Imposible que la inflación converja en 3% en 2026: Bx+

La inflación en México enfrenta un entorno mucho más complejo del que reflejan los escenarios oficiales. Para Alejandro Saldaña, economista en jefe de Bx+, la convergencia de la inflación al objetivo de 3% del Banco de México (Banxico) en 2026 es prácticamente inviable, ante presiones estructurales que se han consolidado en la economía y que limitan el margen de maniobra de la política monetaria. El panorama obliga, advierte, a mantener una postura restrictiva por más tiempo, incluso si ello implica costos en el crecimiento económico.

Desde su óptica, los choques inflacionarios recientes dejaron de ser transitorios. El aumento sostenido en los costos laborales, la baja productividad, la menor integración comercial global y una inflación de servicios persistentemente elevada configuran un escenario donde los precios se estabilizan en niveles más altos.

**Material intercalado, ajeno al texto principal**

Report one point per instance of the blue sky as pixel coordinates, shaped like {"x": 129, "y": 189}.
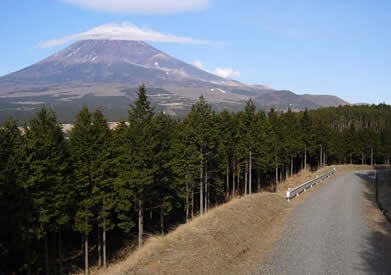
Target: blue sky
{"x": 320, "y": 47}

“Pensar que la inflación va a regresar de forma limpia y rápida al 3% es poco realista; lo más probable es que se mantenga entre 3.8 y 4.1% durante un periodo prolongado”, señaló.

En este contexto, Saldaña consideró que Banxico enfrenta un desafío doble, por un lado mantener ancladas las expectativas de largo plazo y, por otro, evitar un deterioro mayor en su credibilidad de corto plazo. Si bien reconoció que el banco central ha logrado contener un desanclaje generalizado, advirtió que los ajustes recurrentes en los pronósticos oficiales han debilitado la confianza del mercado.

“El mensaje debe ser claro, la prioridad sigue siendo la estabilidad de precios, incluso si eso implica tasas altas durante más tiempo”, sostuvo.

La inflación subyacente, particularmente en el componente de servicios, se ha convertido en el principal foco de preocupación, de acuerdo con el experto, en su análisis, este rubro difícilmente regresará a niveles cercanos a 3%, debido a su alta dependencia de la mano de obra y a la rigidez a la baja de los salarios. A ello se sumó un entorno internacional marcado por tensiones comerciales y posibles incrementos arancelarios, factores que podrían añadir nuevas presiones sobre los precios internos.

Ante este escenario, Saldaña descartó cualquier ajuste a la meta de inflación del banco central y enfatizó que hacerlo tendría consecuencias severas.

“Mover la meta sería un error grave, sería perder la única ancla creíble que tiene la economía. La credibilidad se construye en décadas y se puede perder en meses”, advirtió.

Por ello, consideró indispensable que Banxico refuerce su postura restrictiva y mantenga la tasa de referencia en niveles elevados hasta que exista evidencia clara de una desaceleración sostenida de la inflación.

Mundial de Futbol: impulso temporal con costos inflacionarios

Por otro lado, la Copa Mundial de Futbol que se celebrará en México, Estados Unidos y Canadá tendrá efectos visibles sobre la actividad económica, aunque de carácter transitorio. Bx+ estimó que el evento podría añadir entre 0.1 y 0.2 puntos porcentuales al PIB, principalmente a través del turismo, el consumo y los servicios.

Sin embargo, este impulso vendrá acompañado de presiones adicionales sobre los precios, especialmente en transporte, hospedaje y alimentos.

Saldaña advirtió que este fenómeno generará una “joroba inflacionaria” concentrada en un periodo corto, lo que complicará aún más la trayectoria descendente de la inflación.

“El Mundial ayuda al crecimiento, pero también recalienta sectores específicos y eleva precios; es un choque que no se puede ignorar en el diseño de la política monetaria”, explicó.

En términos de crecimiento de largo plazo, el economista subrayó que el verdadero reto de México sigue siendo estructural. La baja inversión, la incertidumbre regulatoria y la pérdida de dinamismo en la productividad limitan la capacidad de expansión de la economía.

Incluso con factores positivos como el nearshoring, el país corre el riesgo de acostumbrarse a tasas de crecimiento inferiores a su potencial.

“El banco central no puede resolver los problemas estructurales del país, pero sí puede evitar que la inflación se convierta en un problema permanente; renunciar a esa tarea sería el peor error”, sentenció Saldaña.